Is there a good all in one website to check what is happening in the world and the effects that it can have on the ASX.

im new to the game and am really only watching the local ASX at the moment but realise i still need to get more up to date with what is happening globally to help forecast what will happen locally...


----------



## professor_frink (31 January 2011)

here's one that should be helpful:


http://stockcharts.com/def/servlet/Favorites.CServlet?obj=msummary&cmd=show&disp=SXA


----------



## Gringotts Bank (31 January 2011)

Google Finance

Yahoo Finance


----------



## sinner (31 January 2011)

shyguy said:


> Is there a good all in one website to check what is happening in the world and the effects that it can have on the ASX.
> 
> im new to the game and am really only watching the local ASX at the moment but realise i still need to get more up to date with what is happening globally to help forecast what will happen locally...

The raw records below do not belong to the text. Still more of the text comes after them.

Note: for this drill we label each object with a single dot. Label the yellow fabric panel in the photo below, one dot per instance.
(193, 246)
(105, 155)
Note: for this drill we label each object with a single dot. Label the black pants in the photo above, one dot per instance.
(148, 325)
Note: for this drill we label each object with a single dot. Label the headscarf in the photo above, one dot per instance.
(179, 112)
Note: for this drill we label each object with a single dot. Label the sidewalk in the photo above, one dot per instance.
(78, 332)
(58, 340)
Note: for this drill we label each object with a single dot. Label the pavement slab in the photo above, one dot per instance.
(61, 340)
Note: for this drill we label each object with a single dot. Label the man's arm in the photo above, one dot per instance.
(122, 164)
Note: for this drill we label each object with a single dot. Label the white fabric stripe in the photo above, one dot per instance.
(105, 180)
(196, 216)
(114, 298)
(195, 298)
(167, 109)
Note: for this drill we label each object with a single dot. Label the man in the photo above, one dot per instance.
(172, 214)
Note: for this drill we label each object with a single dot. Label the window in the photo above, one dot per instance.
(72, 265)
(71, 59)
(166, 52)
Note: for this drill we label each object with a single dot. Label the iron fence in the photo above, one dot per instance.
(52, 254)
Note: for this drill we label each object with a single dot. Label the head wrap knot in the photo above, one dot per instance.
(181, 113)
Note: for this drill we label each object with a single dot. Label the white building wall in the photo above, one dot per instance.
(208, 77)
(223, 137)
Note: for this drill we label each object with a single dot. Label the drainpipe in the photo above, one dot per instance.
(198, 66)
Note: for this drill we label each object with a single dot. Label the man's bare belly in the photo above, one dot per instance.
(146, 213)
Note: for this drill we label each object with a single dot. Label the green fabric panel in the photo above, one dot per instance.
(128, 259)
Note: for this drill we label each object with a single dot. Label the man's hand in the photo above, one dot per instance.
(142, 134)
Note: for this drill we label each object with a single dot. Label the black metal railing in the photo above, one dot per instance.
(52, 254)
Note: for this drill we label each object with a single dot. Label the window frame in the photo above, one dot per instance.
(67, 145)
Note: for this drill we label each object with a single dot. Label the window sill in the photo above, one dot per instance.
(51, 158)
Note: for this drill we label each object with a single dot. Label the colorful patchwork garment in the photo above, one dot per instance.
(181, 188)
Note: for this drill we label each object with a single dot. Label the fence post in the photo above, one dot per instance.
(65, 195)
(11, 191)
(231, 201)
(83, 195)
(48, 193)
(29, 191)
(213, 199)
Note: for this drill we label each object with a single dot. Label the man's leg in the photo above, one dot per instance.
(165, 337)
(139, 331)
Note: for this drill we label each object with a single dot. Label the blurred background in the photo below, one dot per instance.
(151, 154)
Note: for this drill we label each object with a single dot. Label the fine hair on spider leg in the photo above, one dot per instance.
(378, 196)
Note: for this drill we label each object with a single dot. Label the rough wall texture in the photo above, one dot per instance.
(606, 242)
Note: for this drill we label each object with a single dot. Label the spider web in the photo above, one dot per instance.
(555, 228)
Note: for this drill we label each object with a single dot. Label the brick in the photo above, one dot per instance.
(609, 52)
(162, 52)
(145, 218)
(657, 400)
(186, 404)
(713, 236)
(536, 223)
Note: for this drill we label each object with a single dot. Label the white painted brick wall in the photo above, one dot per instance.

These days I like the futures board at finviz.com

http://finviz.com/futures.ashx

One quick check in the morning I know everything I need to know in under 30 seconds.


----------



## WaveSurfer (31 January 2011)

sinner said:


> These days I like the futures board at finviz.com
> 
> http://finviz.com/futures.ashx
> 
> One quick check in the morning I know everything I need to know in under 30 seconds.




Nice one sinner, thanks for that.


----------



## Junior (31 January 2011)

shyguy said:


> Is there a good all in one website to check what is happening in the world and the effects that it can have on the ASX.
> 
> im new to the game and am really only watching the local ASX at the moment but realise i still need to get more up to date with what is happening globally to help forecast what will happen locally...




Bloomberg is a good one.


----------



## ginar (31 January 2011)

shyguy said:


> Is there a good all in one website to check what is happening in the world and the effects that it can have on the ASX.
> 
> im new to the game and am really only watching the local ASX at the moment but realise i still need to get more up to date with what is happening globally to help forecast what will happen locally...







http://www.liveindices.com/


----------



## skc (31 January 2011)

WaveSurfer said:


> Nice one sinner, thanks for that.




Second that... If they can have spot coal and iron ore + the vix and bdi that would be perfect.

OTOH they do have the price of orange juice  Had no idea that's a futures contract!


----------



## sammy84 (31 January 2011)

skc said:


> OTOH they do have the price of orange juice  Had no idea that's a futures contract!




Haven't you seen trading places? Eddie Murphy and Dan Aykroid made a fortune in frozen concentrated orange juice futures.


----------



## skc (31 January 2011)

sammy84 said:


> Haven't you seen trading places? Eddie Murphy and Dan Aykroid made a fortune in frozen concentrated orange juice futures.




Might have to get that video out.

It's amazing that when you sit down for breakfast every day you are facing so many futures contracts.

OJ
Coffee
Corn
Pork Belly
Cocoa
Oats
Soy Bean
Sugar

Now surely there is an arbitrage opportunity between the futures market and your local breakfast place


----------



## robusta (31 January 2011)

I normally look at Reuters

http://www.reuters.com/assets/curtainMainContentLoader?view=RSM-US-Curtain-MainContent-Markets


----------